I sent my introduction email to the wrong place. I was a bit surprised at finding out where it went. I guess they are used to cognitive slips. I'm sure it didn't help much when I sent another email telling them I also gave them the wrong address so who knows where the book will end up.


  1. Hello,
    Have you looked at the Marshall Protocol. I began it in June 2008 and my CFS resolved by December. I also have other ailments which are still present but are resolving steadily.

  2. Keep us posted re how the antiviral works. Was pleased to hear you're feeling better.

    And Lee, what is the Marshall Protocol? I'll try googling, too.

  3. Hi Pris-

    I'll keep you posted on the antiviral.

    I too am glad to be feeling a little better. Thanks for your well wishes!


  4. Lee-

    I've read a little bit about the Marshall Protocol but will also have to go back and google it.

    I'm glad to hear you had success with it!


  5. Hello,
    The Marshall Protocol is a multiple antibiotic treatment for the so-called autoimmune diseases including CFS. It was created by a Phd molecular biologist named Trevor Marshall who cured himself of Sarcoidosis. The treatment is no joke or fad and sticking to it is not for the faint of heart. His discovery which runs counter to most existing research is that these autoimmune diseases are caused by intracellular bacteria which are near impossible to culture or test for and equally difficult to treat. His discovery states that disregulated vitamin d levels between the inactive form d,25 and the active form d 1,25 levels in a blood test will more times than not reveal evidence of the disease.

    I suggest you read all you can at the website to learn what you can and to determine if you are prepared to make the hard sacrifices necessary to get well. The cure is harder than the disease but I personally was not willing to watch myself on a slow, steady decline to being permanently disabled.


  6. Hi Lee
    Antibiotics make me deathly ill. Literally. That simply isn't an option for me. It's more than a matter of being unwilling to make a sacrifice. Tons of side effects that make daily living a nightmare. I've not declined. In fact, I've been improving over time, so...I think this says more than anything that different things work for different people.

  7. Hi Lee-

    I did some research on the Marshall Protocol and found some very disturbing information. Some people have reported horrible side effects from this protocol. Also, Dr. Cheney advises against it.

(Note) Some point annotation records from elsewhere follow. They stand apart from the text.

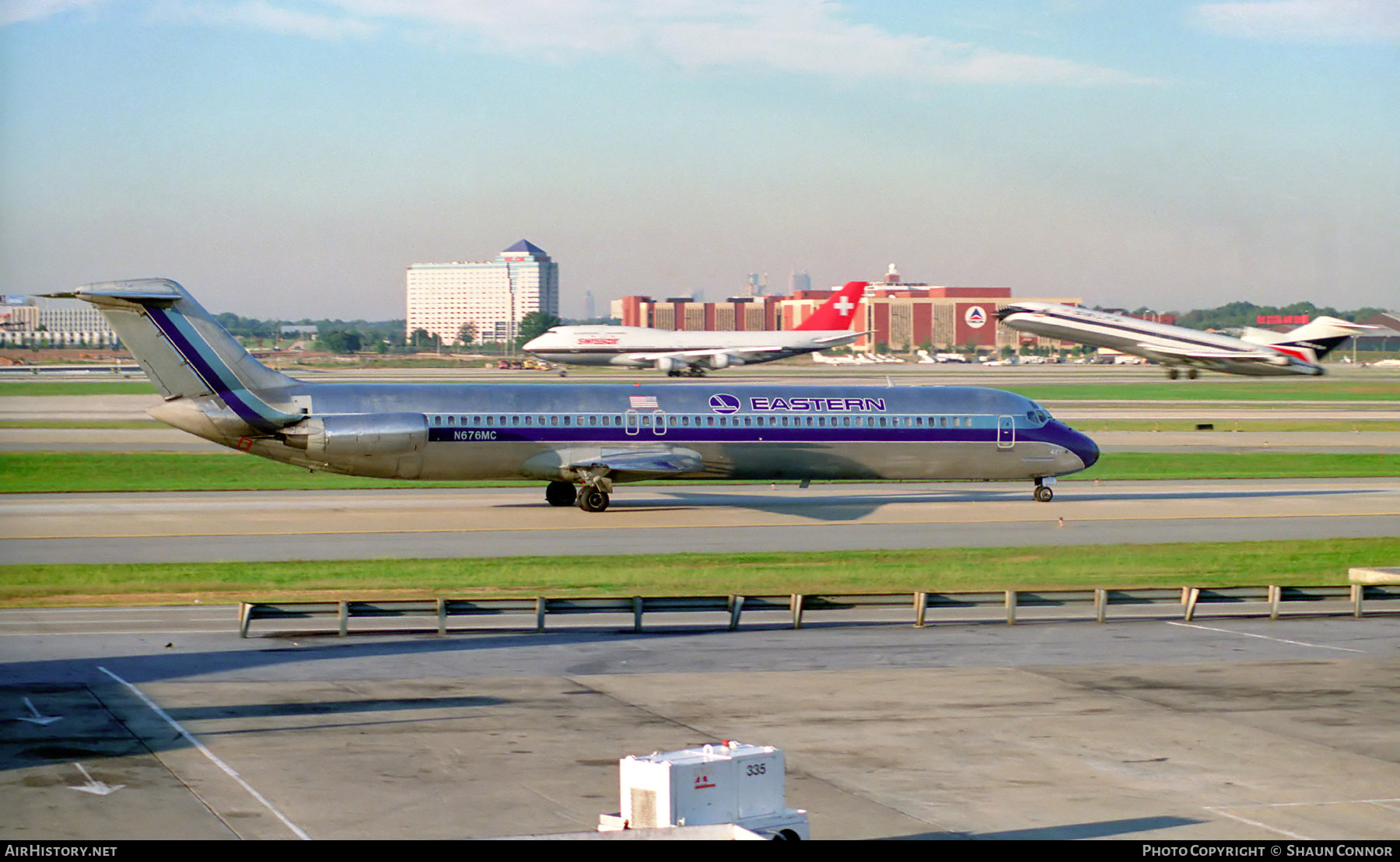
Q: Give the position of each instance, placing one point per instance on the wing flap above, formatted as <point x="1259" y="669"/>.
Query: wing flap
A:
<point x="629" y="465"/>
<point x="1182" y="353"/>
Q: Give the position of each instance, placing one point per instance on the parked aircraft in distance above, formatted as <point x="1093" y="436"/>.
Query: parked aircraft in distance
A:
<point x="692" y="353"/>
<point x="1258" y="352"/>
<point x="586" y="436"/>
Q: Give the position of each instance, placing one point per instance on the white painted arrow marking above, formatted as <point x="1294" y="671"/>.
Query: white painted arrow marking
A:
<point x="38" y="717"/>
<point x="97" y="788"/>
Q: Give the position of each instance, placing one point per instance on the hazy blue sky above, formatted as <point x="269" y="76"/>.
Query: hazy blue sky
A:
<point x="292" y="157"/>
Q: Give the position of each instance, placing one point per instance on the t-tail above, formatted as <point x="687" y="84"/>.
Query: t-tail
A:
<point x="189" y="356"/>
<point x="1309" y="342"/>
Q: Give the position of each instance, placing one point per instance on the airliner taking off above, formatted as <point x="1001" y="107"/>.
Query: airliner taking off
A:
<point x="579" y="438"/>
<point x="692" y="353"/>
<point x="1258" y="352"/>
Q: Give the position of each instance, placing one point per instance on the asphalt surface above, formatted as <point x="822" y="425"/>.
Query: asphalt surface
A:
<point x="650" y="520"/>
<point x="163" y="724"/>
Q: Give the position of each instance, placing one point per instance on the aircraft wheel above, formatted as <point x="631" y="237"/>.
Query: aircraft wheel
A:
<point x="593" y="500"/>
<point x="560" y="493"/>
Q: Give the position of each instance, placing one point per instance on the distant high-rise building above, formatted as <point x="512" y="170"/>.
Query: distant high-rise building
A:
<point x="490" y="296"/>
<point x="756" y="285"/>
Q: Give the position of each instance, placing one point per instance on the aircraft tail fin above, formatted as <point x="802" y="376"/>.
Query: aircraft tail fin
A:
<point x="1316" y="338"/>
<point x="836" y="313"/>
<point x="184" y="349"/>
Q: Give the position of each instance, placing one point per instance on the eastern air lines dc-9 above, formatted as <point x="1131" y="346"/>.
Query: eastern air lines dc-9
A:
<point x="580" y="438"/>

    Although all protocols and new treatment carry an element of risk, the amount of people reporting adverse and even life threatening effects from this was too difficult to ignore.

    It isn't a matter of be willing to make a sacrifice in order to try this partcular protocol. I think everyone with this illness has made huge sacrifices in an effort to achieve some improvement.

    I know I have already made huge sacrifices.

    I'm glad the treatment has worked for you.